The official diagnosis is simple psoriasis, in spite of the consistency between Lallie’s symptoms and other beta burn survivors from the Marshall Islands.
Another Totem 1 fallout survivor, Yami Lester, was a young child at Wallatinna Station. He recalls hearing a “big bang” followed by “black-like smoke … coming from the south.” The elders tried to scare this “evil spirit” with their woomeras.
Afterwards, there was widespread sickness, with diarrhoea, vomiting and rashes. Yami was immediately blinded in one eye. A few years later, he lost the other eye due to an ongoing condition that started with the Black Mist. The full story can be read in Yami Lester’s autobiography, a remarkable piece of Australian writing.
There were also many non-Aboriginal witnesses to the Black Mist event, such as Almerta Lander, whose testimony is reproduced in Roger T Cross’s “Beyond Belief”: “A black cloud was slowly and quietly rolling through the scrub. To us it was quite sinister because of its blackness and because it seemed to be creeping upon us.”
Shortly after, “word went around that a sickness was laying low the Aboriginal people living at Wallatinna and Mintabie.

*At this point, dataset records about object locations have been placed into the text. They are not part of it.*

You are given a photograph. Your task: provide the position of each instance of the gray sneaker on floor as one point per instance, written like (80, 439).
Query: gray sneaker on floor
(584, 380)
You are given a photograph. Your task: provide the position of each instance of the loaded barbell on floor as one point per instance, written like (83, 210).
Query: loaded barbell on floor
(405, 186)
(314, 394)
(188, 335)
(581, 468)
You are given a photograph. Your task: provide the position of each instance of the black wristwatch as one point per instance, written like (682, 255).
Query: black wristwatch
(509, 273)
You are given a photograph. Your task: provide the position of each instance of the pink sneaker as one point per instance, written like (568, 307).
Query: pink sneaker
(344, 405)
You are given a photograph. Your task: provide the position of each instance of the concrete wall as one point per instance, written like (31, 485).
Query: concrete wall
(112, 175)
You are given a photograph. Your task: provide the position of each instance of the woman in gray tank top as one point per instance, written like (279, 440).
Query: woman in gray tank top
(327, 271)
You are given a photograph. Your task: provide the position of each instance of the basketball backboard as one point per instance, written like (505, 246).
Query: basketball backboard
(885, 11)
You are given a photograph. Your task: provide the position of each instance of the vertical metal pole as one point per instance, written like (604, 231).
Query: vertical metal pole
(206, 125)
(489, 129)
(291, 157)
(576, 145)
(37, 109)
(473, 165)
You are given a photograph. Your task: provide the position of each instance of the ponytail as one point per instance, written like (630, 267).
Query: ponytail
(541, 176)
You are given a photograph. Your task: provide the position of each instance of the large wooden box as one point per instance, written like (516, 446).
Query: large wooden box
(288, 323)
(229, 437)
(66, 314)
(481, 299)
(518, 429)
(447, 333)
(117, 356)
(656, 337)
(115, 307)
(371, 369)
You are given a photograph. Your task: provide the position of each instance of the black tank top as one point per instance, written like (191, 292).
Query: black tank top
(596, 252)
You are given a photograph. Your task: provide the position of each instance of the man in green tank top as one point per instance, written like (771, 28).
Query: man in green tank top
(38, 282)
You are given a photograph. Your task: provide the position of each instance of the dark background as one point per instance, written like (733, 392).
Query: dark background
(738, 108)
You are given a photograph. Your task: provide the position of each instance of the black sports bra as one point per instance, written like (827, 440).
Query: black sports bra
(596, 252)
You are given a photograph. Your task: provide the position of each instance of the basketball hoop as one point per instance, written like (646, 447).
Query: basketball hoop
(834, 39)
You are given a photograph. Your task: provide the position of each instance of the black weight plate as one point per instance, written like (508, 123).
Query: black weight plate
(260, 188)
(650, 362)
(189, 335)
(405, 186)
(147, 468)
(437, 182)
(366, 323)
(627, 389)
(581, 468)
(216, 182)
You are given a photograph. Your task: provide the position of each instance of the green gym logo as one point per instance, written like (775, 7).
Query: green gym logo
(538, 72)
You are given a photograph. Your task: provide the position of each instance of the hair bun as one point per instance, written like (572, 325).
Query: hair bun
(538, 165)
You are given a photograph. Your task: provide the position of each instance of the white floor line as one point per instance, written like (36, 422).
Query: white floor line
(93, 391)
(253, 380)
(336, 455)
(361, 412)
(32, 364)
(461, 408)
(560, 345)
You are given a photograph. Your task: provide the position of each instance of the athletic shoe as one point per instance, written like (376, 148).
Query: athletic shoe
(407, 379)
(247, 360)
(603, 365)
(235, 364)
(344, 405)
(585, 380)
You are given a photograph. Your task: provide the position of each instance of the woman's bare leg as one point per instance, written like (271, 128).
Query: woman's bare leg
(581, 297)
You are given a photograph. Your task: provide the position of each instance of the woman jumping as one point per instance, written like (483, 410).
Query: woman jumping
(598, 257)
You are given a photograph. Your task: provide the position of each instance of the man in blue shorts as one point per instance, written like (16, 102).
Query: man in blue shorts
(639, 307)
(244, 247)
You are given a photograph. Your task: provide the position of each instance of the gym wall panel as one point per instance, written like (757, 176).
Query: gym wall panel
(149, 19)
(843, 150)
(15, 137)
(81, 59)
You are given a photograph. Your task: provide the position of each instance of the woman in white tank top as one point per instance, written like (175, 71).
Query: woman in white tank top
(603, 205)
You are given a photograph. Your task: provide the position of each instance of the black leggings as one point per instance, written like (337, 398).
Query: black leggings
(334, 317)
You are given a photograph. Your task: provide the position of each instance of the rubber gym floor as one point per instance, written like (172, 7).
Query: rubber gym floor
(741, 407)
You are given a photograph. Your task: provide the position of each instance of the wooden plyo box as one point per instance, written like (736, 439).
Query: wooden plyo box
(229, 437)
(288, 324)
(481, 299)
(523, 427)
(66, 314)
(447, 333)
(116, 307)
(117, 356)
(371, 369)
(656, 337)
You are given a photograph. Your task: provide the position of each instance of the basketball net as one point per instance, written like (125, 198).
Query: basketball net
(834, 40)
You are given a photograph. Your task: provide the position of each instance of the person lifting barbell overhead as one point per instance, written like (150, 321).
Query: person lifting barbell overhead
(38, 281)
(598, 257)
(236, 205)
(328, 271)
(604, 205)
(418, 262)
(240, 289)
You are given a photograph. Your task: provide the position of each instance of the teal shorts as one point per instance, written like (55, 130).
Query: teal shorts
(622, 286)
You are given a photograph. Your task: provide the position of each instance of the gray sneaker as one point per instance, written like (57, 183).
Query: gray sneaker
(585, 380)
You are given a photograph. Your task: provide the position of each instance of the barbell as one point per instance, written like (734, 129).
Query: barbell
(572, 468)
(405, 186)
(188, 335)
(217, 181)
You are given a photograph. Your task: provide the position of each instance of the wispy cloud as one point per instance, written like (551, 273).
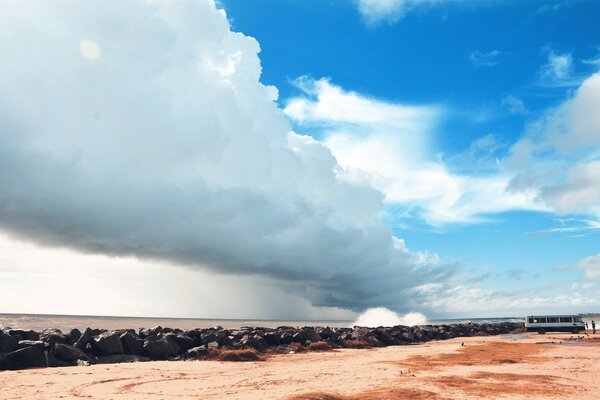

Old people and young children were dying, their bodies covered in sores and their eyes weeping. No medical specialists visited them.”
Like Lallie Lennon, Almerta Lander suffers from a skin condition and her son developed an undiagnosed lung complaint.
In addition to their physical injuries, Lallie, Yami and other Totem 1 survivors have also had to endure the added insult of decades of official denialism.
Although the 1984-85 McClelland Royal Commission revealed evidence that was absolutely damning of the conduct of British nuclear testing in Australia, the establishment’s damage controllers have effectively suppressed the issue.
Professor Sir Ernest Titterton, the duplicitous architect of nuclear testing in Australia, typified the official contempt for survivors when he dismissed the Black Mist event as a “scare campaign”.
More recently, the ultra-right wing Herald Sun columnist Andrew Bolt has repeated this line. According to Bolt, the Aboriginal survivors of British nuclear testing have concocted their claims about fallout exposure to scam welfare payments out of the Australian taxpayer. Since then, Bolt has gone on to deny the harmful effects of the Chernobyl and Fukushima nuclear disasters.
The saga of British nuclear testing in Australia, which covered not only central Australia but the entire continent in harmful radiation, should occupy a more central position on the stage of our national historical consciousness. The precise number of casualties among Aboriginal groups, military veterans and the general population should be thoroughly investigated.
October 15 — the day of the Black Mist — would be an appropriate anniversary date to set aside as one for official annual remembrance of all the victims of this Australian atomic massacre.